信康の死については一般的に「織田信長の命によって切腹に追い込まれた」(三河物語)とされ、長らく定説化してきました。現地(二俣城跡や清瀧寺)に設置された案内板もことごとく、この説を採用しています。
しかし、武田家がまだ健在であるこの時期に、対武田の戦略上、重要な存在である徳川家との同盟関係を破綻させかねない要求を、確たる理由もなく信長が家康に強いるとは少々考えづらいものがあります。

他の文献を見ると信長は、信康問題で安土に赴いた酒井忠次に対し、
「如何様にも存分次第」(松平記)
「家康存分次第ノ由返答有」(当代記)
つまり、「家康の考え次第だ」「家康の判断に任せる」と答えています。

この事件は信康拘束後の家康の動きを見る限り、信康を担ぐ岡崎衆の浜松への反発と、そうした動きに対して家康が警戒心・危機感を募らせた結果と、個人的には考えています。その背景には、4年前の天正3年に発覚した大賀(大岡)弥四郎事件(岡崎衆の中から武田家への内通を画策する動きが発覚して粛清された事件)の記憶も影響したかもしれません。
いずれにしても、(家臣団を含む)徳川家内部の事情に起因しているのではないでしょうか。
安土に酒井忠次が派遣されたのは、信康の岳父で偏諱も受けている信長を憚り、信康の処分について事前に相談し、伺いを立てておくためだったものと思います。

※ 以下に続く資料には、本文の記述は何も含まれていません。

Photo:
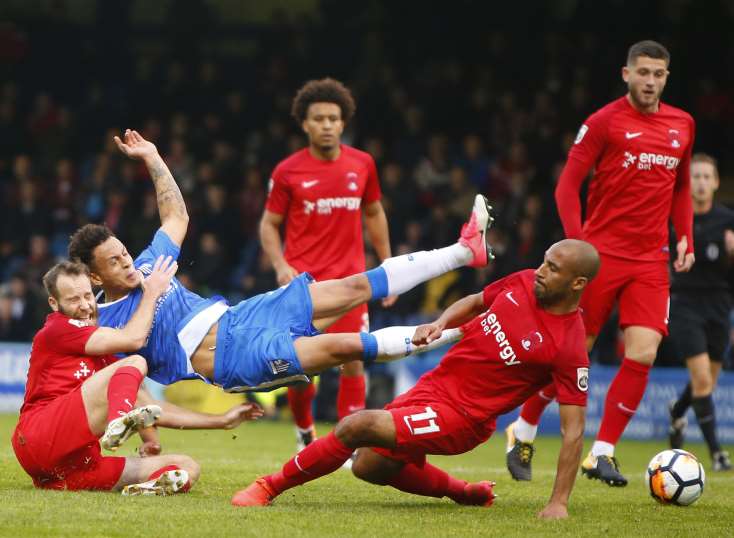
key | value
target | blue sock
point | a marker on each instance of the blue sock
(378, 282)
(369, 347)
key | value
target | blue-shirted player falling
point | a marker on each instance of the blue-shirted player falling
(269, 340)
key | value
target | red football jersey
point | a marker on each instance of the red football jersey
(58, 363)
(641, 162)
(321, 202)
(510, 352)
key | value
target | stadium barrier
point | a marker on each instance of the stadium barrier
(650, 421)
(13, 372)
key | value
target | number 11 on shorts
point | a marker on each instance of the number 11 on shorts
(427, 418)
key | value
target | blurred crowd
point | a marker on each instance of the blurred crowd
(492, 111)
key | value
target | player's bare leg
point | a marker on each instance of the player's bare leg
(623, 397)
(333, 298)
(109, 401)
(367, 428)
(426, 480)
(158, 475)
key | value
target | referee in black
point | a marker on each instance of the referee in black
(699, 309)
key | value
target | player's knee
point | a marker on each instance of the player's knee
(702, 384)
(363, 470)
(353, 430)
(357, 288)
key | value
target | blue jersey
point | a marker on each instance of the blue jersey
(181, 319)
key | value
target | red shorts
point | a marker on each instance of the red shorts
(354, 321)
(430, 426)
(641, 287)
(56, 448)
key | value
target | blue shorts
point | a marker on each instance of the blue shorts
(255, 349)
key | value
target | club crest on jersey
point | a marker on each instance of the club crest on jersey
(580, 135)
(352, 181)
(673, 135)
(534, 338)
(582, 379)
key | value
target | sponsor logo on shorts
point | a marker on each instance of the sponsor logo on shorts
(278, 366)
(582, 379)
(490, 325)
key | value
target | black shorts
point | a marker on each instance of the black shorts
(700, 324)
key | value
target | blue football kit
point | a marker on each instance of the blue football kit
(254, 348)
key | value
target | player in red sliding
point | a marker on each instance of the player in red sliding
(520, 333)
(640, 150)
(320, 193)
(77, 392)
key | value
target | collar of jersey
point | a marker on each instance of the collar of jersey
(103, 305)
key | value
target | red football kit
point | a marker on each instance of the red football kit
(506, 354)
(641, 181)
(52, 440)
(321, 202)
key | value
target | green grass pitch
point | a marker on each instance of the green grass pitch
(340, 505)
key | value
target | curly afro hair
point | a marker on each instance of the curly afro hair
(325, 90)
(85, 240)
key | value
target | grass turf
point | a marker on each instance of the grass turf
(340, 505)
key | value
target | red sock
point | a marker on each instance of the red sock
(122, 391)
(155, 474)
(300, 400)
(428, 481)
(323, 456)
(623, 397)
(351, 396)
(536, 404)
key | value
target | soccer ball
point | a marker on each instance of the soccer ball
(675, 477)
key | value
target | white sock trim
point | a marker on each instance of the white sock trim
(524, 431)
(602, 448)
(394, 343)
(407, 271)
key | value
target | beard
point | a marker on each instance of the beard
(92, 318)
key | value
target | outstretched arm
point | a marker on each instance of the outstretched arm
(171, 206)
(455, 315)
(572, 429)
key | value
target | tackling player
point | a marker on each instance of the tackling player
(77, 392)
(640, 150)
(699, 310)
(520, 333)
(269, 340)
(320, 193)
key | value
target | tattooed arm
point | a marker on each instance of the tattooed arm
(171, 206)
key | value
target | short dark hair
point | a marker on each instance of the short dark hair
(325, 90)
(86, 239)
(68, 267)
(706, 158)
(649, 48)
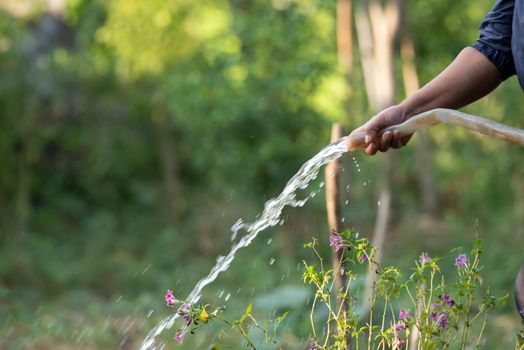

家康は信長側近の堀秀政へ宛てた八月八日付の(信長への)披露状で、
「三郎不覚悟付而去四日岡崎を追出申候」
(徳川家康堀久太郎宛/信光明寺文書)
と報告しています。
「不覚悟付而」…信康の処断を決めたのがあくまでも家康自身だったことを、この一言が伺わせている気がしてなりません。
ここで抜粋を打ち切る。